Gong, Kaizhenga,d; Chen, Yiu-Faia; Li, Penga; Lucas, Jason A.a; Hage, Fadi G.a; Yang, Qinglinb; Nozell, Susan E.c; Oparil, Suzannea; Xing, Dongqia

doi: 10.1097/HJH.0b013e32834a4d03
Original papers: Heart

Objectives Pharmacological activation of peroxisome proliferator-activated receptor gamma (PPARγ) has been shown to attenuate pressure overload-induced cardiac fibrosis, suggesting that PPARγ has an antifibrotic effect. This study tested the hypothesis that there is a functional interaction between transforming growth factor-β (TGF-β) signaling and endogenous PPARγ expression in cardiac fibroblasts and pressure overloaded heart.
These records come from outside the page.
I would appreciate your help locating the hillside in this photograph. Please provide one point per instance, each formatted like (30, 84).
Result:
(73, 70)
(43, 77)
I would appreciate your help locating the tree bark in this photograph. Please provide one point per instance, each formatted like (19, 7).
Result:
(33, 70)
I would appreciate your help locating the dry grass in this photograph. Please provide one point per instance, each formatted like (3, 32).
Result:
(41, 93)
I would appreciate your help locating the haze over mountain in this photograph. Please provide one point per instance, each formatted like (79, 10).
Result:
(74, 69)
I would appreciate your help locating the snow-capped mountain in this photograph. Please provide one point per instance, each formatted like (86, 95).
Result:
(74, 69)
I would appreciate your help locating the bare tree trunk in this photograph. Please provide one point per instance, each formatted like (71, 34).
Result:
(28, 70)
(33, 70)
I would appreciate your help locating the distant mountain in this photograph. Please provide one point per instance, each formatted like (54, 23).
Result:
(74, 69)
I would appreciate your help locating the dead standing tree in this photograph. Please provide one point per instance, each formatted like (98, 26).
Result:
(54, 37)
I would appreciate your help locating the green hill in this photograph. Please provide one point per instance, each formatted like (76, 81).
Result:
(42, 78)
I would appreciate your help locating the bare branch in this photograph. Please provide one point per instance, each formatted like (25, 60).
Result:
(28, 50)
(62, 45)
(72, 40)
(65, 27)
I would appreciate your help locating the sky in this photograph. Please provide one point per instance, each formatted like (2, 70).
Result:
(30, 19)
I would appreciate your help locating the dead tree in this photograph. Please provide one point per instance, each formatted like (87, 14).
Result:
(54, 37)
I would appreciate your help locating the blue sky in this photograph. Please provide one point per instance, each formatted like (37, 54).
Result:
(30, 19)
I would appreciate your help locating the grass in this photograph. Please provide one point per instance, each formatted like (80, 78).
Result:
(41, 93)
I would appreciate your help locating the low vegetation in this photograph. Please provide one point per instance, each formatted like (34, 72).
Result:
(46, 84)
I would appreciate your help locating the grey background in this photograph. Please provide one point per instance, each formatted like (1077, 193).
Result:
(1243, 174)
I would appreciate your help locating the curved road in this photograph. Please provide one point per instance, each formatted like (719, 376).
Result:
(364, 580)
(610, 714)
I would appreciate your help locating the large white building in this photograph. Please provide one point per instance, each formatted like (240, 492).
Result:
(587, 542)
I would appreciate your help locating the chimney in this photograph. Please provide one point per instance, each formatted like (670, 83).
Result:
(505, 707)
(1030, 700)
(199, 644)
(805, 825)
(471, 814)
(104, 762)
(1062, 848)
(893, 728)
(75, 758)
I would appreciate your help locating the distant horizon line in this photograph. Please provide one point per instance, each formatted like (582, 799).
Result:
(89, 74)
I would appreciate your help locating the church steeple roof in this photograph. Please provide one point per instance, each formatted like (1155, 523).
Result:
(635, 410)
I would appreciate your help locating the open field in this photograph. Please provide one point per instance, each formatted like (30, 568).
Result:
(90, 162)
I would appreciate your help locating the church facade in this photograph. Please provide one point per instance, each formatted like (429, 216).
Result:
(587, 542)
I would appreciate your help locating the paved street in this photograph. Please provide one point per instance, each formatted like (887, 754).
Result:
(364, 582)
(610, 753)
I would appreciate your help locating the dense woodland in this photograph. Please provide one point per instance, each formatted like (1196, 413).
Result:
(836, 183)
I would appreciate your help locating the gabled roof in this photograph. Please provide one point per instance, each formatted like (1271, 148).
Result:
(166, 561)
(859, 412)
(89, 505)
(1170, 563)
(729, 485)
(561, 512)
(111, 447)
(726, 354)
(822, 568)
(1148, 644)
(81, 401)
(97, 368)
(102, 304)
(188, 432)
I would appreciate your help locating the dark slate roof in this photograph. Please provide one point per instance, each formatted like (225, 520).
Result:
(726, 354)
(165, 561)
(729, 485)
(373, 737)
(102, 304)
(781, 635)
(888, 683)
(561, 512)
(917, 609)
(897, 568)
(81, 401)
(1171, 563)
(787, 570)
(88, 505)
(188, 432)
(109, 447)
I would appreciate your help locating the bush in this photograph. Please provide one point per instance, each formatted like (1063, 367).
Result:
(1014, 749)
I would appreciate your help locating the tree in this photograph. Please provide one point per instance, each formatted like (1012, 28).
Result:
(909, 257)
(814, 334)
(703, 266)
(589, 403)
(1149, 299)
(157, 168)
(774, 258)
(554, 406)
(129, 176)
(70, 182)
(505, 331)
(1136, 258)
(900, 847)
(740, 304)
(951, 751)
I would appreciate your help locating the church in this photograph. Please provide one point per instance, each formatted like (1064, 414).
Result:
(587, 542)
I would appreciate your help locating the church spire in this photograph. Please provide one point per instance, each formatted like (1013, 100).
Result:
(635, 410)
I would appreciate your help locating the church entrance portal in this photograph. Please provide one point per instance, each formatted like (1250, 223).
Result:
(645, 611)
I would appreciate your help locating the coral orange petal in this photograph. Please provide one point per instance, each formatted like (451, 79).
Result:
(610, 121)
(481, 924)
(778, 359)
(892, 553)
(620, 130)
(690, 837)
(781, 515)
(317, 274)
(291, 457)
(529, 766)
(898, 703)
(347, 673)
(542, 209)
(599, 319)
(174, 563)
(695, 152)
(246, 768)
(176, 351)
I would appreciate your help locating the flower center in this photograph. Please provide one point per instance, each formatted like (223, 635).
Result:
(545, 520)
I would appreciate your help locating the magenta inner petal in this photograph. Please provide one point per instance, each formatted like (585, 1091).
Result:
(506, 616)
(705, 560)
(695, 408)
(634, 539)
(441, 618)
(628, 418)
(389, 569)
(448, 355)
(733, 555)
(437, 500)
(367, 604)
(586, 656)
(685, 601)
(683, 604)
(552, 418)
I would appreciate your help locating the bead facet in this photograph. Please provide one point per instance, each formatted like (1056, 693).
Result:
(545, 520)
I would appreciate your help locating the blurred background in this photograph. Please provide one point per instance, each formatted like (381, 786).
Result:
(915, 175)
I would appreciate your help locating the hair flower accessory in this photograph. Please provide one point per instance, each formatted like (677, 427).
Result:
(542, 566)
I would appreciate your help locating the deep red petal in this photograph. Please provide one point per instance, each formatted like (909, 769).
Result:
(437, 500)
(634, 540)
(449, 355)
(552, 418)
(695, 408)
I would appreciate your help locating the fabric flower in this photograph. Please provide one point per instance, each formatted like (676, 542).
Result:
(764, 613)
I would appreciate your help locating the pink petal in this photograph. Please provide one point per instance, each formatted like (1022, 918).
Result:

Methods and results We observed that, in response to pressure overload induced by transverse aortic constriction, left-ventricular PPARγ protein levels were decreased in wild-type mice, but increased in mice with an inducible overexpression of dominant negative mutation of the human TGF-β type II receptor (DnTGFβRII), in which TGF-β signaling is blocked. In isolated mouse cardiac fibroblasts, we demonstrated that TGF-β1 treatment decreased steady state PPARγ mRNA (−34%) and protein (−52%) levels, as well as PPARγ transcriptional activity (−53%). Chromatin immunoprecipitation analysis showed that TGF-β1 treatment increased binding of Smad2/3, Smad4 and histone deacetylase 1, and decreased binding of acetylated histone 3 to the PPARγ promoter in cardiac fibroblasts. Both pharmacological activation and overexpression of PPARγ significantly inhibited TGF-β1-induced extracellular matrix molecule expression in isolated cardiac fibroblasts, whereas treatment with the PPARγ agonist rosiglitazone inhibited, and treatment with the PPARγ antagonist T0070907 exacerbated chronic pressure overload-induced cardiac fibrosis and remodeling in wild-type mice in vivo.

Conclusion These data provide strong evidence that TGF-β1 directly suppresses PPARγ expression in cardiac fibroblasts via a transcriptional mechanism and suggest that the down-regulation of endogenous PPARγ expression by TGF-β may be involved in pressure overload-induced cardiac fibrosis.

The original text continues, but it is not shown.